LN: As the struggle for justice continues, how can the public support you?

AJ: The support I’ve received is more than I ever could have imagined possible. I don’t necessarily want for anything. The only thing I would actually ask for the public is to keep the same energy that they’ve had throughout 2020 and let’s carry that onto 2021. Let’s keep protesting and using our voices in a positive light. 

And if we have to, yeah, let’s hit the streets and let’s protest on the streets. But just overall activism, I would like that to continue and for people to still feel as strongly about these things come next year. I don’t want it to be just a fad or something that comes and goes.

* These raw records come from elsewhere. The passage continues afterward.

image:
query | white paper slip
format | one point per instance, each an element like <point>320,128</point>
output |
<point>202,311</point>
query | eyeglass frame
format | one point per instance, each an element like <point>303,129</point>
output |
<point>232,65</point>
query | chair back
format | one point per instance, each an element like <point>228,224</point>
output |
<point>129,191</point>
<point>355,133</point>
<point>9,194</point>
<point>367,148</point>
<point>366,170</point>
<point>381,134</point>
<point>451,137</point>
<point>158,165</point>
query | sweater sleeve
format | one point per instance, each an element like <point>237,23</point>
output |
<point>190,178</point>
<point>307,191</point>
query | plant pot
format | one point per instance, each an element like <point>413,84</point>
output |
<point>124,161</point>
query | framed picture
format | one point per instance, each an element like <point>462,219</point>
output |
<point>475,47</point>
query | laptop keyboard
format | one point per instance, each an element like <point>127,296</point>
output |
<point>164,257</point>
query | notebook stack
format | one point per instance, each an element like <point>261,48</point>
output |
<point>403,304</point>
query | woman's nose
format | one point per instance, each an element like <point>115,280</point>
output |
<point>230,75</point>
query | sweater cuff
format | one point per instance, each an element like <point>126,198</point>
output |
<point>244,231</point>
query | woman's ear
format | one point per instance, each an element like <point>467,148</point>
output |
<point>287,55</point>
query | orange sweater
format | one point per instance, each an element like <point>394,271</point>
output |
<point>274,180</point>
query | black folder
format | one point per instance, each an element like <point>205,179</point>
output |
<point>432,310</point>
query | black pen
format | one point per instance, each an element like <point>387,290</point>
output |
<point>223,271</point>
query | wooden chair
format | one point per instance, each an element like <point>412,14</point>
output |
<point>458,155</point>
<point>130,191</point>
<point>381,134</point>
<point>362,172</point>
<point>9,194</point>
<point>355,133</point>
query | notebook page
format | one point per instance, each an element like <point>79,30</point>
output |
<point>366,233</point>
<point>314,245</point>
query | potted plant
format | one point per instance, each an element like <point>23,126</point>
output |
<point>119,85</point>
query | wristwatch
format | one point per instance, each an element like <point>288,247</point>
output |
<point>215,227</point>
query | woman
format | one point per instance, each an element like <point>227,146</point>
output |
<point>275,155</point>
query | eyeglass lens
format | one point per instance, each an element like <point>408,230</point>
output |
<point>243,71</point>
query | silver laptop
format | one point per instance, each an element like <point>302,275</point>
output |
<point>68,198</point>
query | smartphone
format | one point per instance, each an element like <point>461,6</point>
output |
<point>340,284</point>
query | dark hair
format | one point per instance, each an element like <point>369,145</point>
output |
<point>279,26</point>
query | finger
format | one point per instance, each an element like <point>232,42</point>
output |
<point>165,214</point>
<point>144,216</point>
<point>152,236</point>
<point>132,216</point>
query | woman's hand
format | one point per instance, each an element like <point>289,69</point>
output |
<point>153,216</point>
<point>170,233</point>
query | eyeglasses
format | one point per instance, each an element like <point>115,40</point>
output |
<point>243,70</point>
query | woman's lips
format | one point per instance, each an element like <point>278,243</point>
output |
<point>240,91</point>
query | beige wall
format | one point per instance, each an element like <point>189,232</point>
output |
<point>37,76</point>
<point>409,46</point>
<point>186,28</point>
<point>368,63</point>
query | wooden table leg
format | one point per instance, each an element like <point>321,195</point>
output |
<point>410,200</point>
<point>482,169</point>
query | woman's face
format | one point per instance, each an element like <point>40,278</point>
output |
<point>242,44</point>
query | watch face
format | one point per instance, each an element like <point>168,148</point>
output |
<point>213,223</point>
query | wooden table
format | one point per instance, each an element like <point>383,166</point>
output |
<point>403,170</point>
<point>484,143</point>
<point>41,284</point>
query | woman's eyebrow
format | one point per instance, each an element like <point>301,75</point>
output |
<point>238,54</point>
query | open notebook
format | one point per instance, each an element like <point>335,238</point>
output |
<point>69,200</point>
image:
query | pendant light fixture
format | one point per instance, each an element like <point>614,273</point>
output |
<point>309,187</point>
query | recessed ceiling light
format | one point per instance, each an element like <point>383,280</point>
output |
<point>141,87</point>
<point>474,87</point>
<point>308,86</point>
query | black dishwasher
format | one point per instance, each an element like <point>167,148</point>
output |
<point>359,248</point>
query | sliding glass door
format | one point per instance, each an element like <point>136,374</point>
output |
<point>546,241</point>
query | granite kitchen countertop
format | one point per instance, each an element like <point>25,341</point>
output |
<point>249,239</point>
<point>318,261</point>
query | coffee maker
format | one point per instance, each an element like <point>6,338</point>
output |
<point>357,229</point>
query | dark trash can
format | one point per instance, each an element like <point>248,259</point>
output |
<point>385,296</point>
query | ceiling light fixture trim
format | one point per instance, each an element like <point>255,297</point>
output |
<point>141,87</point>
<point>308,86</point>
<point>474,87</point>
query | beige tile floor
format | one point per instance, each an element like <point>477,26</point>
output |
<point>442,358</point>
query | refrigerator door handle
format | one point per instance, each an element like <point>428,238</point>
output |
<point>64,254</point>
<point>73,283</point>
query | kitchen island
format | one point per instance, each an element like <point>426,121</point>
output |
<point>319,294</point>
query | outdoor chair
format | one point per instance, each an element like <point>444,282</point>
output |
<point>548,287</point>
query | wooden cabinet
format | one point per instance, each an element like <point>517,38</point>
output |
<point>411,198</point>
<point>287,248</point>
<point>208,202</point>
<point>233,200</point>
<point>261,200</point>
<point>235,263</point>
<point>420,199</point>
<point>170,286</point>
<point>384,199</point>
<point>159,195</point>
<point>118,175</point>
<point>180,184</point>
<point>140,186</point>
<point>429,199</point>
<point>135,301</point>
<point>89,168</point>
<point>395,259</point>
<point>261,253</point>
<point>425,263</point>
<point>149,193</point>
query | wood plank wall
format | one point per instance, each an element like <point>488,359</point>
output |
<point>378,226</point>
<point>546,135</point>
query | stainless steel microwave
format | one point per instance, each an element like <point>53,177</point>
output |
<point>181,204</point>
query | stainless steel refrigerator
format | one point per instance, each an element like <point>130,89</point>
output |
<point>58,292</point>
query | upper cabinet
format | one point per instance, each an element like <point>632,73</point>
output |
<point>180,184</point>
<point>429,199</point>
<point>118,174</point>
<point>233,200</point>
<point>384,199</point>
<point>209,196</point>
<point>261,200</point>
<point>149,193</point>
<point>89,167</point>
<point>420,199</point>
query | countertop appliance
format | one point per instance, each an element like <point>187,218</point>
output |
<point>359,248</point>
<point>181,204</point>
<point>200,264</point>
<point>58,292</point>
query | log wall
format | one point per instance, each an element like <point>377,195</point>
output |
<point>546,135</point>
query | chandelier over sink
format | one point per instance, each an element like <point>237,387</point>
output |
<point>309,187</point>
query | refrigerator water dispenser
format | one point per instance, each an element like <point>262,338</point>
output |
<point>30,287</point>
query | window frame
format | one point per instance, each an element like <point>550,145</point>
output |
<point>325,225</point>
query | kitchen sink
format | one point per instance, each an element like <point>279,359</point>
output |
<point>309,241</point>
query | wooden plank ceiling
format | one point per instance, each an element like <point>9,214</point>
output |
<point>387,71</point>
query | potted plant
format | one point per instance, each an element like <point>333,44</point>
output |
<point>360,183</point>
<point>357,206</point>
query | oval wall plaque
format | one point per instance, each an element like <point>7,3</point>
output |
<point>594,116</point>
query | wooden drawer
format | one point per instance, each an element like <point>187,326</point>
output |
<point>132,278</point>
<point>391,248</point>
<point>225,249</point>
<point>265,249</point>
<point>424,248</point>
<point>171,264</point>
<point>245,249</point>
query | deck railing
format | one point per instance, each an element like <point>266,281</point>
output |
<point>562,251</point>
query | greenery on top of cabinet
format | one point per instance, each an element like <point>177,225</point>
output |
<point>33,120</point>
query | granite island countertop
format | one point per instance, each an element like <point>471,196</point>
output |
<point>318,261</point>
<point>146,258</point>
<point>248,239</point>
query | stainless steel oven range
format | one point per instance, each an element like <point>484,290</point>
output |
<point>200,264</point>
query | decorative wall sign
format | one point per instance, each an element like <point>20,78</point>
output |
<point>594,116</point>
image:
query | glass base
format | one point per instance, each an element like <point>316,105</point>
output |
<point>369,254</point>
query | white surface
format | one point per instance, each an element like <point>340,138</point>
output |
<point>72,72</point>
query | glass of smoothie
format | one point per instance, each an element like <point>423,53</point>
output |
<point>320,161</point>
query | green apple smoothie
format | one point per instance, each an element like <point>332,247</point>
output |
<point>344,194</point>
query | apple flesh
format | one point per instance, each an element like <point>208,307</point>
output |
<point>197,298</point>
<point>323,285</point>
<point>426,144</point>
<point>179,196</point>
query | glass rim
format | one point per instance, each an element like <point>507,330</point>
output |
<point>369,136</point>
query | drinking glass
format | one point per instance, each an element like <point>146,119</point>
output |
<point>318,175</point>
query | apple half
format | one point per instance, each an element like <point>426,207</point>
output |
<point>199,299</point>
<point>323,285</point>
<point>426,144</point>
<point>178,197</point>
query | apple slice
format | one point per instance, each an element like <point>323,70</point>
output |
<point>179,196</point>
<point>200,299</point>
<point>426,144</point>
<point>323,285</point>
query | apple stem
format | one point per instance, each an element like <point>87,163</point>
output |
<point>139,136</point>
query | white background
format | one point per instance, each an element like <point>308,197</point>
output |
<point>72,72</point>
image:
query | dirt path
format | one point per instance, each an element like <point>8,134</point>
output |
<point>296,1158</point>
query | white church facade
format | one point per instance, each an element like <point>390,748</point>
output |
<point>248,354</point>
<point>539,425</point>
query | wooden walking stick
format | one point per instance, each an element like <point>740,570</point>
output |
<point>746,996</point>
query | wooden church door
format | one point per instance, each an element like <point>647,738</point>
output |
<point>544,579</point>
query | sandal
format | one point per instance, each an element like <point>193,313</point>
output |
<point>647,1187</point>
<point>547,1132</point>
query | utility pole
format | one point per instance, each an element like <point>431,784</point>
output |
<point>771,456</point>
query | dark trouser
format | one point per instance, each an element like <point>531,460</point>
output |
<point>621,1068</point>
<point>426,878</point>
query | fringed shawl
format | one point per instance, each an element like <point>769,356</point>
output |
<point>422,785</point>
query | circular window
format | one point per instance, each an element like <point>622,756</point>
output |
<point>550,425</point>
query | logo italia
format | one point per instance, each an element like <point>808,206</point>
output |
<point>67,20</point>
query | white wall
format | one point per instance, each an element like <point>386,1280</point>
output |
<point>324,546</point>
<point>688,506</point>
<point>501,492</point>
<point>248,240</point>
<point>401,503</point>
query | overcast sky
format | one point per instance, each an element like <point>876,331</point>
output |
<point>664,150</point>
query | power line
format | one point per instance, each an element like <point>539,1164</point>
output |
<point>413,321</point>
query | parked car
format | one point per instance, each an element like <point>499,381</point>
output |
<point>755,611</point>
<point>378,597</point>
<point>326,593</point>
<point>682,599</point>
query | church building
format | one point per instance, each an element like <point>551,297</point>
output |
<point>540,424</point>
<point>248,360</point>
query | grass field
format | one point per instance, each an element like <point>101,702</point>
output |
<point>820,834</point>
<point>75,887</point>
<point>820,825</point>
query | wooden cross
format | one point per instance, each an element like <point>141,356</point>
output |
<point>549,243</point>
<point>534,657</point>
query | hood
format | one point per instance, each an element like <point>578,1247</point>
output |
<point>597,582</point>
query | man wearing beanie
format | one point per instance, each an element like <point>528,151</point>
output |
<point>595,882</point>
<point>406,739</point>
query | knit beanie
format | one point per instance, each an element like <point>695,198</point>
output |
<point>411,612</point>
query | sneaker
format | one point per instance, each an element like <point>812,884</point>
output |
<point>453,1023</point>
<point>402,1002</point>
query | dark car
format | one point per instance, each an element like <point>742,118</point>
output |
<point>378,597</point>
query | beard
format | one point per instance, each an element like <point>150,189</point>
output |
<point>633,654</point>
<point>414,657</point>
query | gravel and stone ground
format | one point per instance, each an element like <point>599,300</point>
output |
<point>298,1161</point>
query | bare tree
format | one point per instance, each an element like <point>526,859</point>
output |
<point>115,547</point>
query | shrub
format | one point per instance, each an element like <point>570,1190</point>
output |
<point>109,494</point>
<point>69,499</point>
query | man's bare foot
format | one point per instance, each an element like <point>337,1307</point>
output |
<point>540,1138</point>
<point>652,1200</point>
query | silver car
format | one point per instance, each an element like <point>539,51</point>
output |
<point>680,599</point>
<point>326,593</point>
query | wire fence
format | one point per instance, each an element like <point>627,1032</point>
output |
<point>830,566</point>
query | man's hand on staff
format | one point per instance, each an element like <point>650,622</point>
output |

I want people to still feel strongly about equality, Black lives, peoples’ safety, all that good stuff going into the next year.

LN: Is there anything else you want to say about your situation?

AJ: The only thing I’d like to say about my situation is that the situation is unfortunate and people always want to ask me the questions, put me under the microscope, and hold me accountable for what I did. Which is understandable right? A civilian would automatically put themselves in a civilian’s shoes. But at the end of the day, if you go ahead and look at the actions of the officer, it will be obvious to you that he just didn’t handle himself with any class, or as somebody who’s in a position of authority should be acting.

Also, the whole thing of “this is a new movement” as far as civil rights and people being vocal about their rights and how they should be treated: this is nothing new. This isn’t a new battle. People have been fighting this battle for more than 100 years now. The Civil Rights Movement goes back at least 50 [years]. Before people act like this thing is a whole new fight or whatever, it’s the same fight just being carried on many years later —decades later. Whereas, people beforehand who have fought the fight might not still be around or might not be even in the right condition to fight that fight. 

So don’t get it confused, this is nothing new. We’re fighting a battle that was fought by our ancestors, our brothers, our sisters, and we owe it to them, in my opinion, to keep it going until we get to where we want to be at. And it’s not going to be easy, and it’s not going to be fair a lot of the times, but you just got to keep moving forward. And as long as we keep moving forward and use our voice as one — stay unified — as long as we stay unified we’ll be moving in the right direction and at some point we’ll be able to get where we want to go.